I have a multidimensional pandas dataframe created like this:
import numpy as np
import pandas as pd
iterables = [['bar', 'baz', 'foo', 'qux'], ['one', 'two']]
mindex = pd.MultiIndex.from_product(iterables, names=['first', 'second'])
df = pd.DataFrame(np.random.randn(8, 4), index=mindex)
store = pd.HDFStore("df.h5")
store["df"] = df
store.close()
I would like to add attributes to df
stored in the HDFStore. How can I do this? There doesn't seem to be any documentation regarding the attributes, and the group that is used to store the df
is not of the same type as the HDF5 Group in the h5py
module:
type(list(store.groups())[0])
Out[24]: tables.group.Group
It seems to be the pytables group, that has only this private member function that concerns some other kind of attribute:
__setattr__(self, name, value)
| Set a Python attribute called name with the given value.

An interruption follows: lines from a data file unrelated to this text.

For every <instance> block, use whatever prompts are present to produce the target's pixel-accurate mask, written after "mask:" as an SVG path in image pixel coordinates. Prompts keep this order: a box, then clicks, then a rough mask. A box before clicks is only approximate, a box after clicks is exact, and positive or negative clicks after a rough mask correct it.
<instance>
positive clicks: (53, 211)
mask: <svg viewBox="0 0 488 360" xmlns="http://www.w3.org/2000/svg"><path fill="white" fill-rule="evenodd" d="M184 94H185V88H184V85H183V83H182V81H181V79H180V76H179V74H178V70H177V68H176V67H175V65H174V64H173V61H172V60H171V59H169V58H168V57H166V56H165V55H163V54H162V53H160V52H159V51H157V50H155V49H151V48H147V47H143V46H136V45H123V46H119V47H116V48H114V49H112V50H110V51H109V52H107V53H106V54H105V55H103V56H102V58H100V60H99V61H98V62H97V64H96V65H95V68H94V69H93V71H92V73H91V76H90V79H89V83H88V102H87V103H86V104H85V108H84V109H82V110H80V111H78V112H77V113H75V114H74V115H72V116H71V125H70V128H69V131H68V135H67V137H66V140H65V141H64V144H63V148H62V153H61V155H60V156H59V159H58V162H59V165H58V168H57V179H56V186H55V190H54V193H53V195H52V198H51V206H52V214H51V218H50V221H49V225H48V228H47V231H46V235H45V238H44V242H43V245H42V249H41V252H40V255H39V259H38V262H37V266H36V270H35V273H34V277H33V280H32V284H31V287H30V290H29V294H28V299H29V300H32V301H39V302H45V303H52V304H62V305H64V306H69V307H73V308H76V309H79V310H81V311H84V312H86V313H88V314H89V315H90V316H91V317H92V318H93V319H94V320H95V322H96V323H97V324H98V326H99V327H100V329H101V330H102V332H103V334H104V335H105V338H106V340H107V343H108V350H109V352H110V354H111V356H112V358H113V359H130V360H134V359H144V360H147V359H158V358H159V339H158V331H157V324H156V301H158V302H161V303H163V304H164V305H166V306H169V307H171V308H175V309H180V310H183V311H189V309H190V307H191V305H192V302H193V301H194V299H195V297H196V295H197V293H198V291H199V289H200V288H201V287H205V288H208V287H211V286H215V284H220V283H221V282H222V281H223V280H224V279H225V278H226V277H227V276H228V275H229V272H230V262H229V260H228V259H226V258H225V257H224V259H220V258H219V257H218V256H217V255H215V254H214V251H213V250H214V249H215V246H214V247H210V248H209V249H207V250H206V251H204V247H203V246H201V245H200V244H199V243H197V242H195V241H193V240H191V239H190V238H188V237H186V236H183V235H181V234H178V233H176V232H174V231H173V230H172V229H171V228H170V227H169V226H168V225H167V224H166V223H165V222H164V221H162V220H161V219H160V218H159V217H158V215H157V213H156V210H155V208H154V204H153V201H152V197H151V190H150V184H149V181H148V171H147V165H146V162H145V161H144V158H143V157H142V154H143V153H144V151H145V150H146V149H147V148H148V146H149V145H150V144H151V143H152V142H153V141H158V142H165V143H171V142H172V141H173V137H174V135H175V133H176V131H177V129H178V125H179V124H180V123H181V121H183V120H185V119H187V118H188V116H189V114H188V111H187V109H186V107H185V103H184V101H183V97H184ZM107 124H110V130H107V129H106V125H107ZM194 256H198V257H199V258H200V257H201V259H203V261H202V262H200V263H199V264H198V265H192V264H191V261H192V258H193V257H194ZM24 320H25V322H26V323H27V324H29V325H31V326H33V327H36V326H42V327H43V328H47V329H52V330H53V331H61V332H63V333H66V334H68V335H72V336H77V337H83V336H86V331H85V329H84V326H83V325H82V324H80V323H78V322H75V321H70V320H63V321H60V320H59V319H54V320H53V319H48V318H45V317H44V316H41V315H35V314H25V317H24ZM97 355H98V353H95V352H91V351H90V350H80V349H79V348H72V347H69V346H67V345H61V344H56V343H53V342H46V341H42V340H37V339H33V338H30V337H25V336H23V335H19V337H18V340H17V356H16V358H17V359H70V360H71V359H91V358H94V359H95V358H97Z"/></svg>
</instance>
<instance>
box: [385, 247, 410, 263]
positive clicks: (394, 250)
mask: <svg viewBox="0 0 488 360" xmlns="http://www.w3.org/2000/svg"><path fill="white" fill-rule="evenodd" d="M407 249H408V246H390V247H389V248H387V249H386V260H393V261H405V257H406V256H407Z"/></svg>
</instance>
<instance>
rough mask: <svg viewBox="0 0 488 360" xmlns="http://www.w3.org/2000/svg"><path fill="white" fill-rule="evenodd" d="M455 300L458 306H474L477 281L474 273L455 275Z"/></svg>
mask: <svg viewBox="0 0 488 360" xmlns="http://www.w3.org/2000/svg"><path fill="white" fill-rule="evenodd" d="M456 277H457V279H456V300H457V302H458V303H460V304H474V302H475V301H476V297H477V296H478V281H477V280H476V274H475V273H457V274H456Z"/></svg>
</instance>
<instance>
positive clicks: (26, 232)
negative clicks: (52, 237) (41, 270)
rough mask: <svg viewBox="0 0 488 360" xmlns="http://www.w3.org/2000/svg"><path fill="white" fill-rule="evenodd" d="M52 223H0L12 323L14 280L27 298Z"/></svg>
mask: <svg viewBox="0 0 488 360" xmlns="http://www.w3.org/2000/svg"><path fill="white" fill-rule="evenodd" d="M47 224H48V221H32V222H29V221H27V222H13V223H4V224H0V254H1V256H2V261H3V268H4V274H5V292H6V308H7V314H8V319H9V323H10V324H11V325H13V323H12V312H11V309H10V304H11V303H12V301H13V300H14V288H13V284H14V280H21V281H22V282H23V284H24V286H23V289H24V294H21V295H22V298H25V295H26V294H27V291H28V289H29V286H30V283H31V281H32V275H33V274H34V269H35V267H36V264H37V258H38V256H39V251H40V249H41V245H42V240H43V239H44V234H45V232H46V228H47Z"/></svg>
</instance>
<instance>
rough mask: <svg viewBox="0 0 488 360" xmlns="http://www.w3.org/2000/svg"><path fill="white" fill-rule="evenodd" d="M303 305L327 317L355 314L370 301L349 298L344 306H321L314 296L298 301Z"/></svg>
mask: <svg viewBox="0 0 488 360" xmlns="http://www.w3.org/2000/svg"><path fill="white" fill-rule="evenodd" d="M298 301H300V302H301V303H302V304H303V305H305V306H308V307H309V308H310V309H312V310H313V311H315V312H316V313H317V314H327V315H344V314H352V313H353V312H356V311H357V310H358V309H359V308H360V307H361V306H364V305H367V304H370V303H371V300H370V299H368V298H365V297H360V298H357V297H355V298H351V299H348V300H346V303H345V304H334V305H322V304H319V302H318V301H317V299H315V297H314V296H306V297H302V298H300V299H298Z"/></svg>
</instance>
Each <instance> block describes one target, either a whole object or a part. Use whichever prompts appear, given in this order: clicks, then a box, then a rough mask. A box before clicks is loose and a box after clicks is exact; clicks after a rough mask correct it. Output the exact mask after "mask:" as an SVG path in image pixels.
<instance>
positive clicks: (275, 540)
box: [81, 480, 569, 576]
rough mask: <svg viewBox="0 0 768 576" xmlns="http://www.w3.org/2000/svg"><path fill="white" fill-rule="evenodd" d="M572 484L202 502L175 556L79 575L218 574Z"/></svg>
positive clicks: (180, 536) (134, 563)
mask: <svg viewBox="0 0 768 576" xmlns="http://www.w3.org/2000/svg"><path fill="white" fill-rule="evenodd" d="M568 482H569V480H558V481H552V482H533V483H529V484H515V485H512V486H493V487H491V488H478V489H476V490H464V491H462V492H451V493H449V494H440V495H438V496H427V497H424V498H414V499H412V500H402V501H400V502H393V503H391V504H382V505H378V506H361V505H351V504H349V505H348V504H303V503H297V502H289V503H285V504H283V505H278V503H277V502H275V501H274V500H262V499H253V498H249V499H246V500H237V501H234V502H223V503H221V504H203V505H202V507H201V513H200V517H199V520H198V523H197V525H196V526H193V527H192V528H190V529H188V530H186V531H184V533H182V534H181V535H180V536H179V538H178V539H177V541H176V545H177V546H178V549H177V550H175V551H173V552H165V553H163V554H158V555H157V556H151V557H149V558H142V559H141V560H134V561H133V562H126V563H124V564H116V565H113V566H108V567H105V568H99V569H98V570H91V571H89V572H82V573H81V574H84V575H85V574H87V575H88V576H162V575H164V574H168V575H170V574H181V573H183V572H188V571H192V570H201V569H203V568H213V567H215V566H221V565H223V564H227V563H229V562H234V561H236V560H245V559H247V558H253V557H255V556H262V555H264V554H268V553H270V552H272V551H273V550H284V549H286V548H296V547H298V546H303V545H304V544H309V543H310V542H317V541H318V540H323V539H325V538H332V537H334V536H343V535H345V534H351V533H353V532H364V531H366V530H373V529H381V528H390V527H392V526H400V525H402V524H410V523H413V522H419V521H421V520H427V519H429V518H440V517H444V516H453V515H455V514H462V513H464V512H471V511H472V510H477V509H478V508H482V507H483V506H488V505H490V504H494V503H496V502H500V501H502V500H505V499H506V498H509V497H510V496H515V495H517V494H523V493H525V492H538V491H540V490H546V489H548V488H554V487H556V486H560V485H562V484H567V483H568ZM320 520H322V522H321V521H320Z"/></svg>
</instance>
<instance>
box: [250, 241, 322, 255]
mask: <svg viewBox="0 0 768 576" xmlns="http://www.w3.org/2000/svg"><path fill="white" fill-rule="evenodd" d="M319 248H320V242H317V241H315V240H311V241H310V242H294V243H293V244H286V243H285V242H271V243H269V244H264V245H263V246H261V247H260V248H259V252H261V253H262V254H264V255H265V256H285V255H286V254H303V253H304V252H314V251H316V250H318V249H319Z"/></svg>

What I would like is to simply store a bunch of DataFrames with multidimensional indices that are "marked" by attributes in a structured way, so that I can compare them and sub-select them based on those attributes.
Basically what HDF5 is meant to be used for + multidim DataFrames from pandas.
There are questions like this one, that deal with reading HDF5 files with other readers than pandas, but they all have DataFrames with one-dim indices, which makes it easy to simply dump numpy ndarrays, and store the index additionally.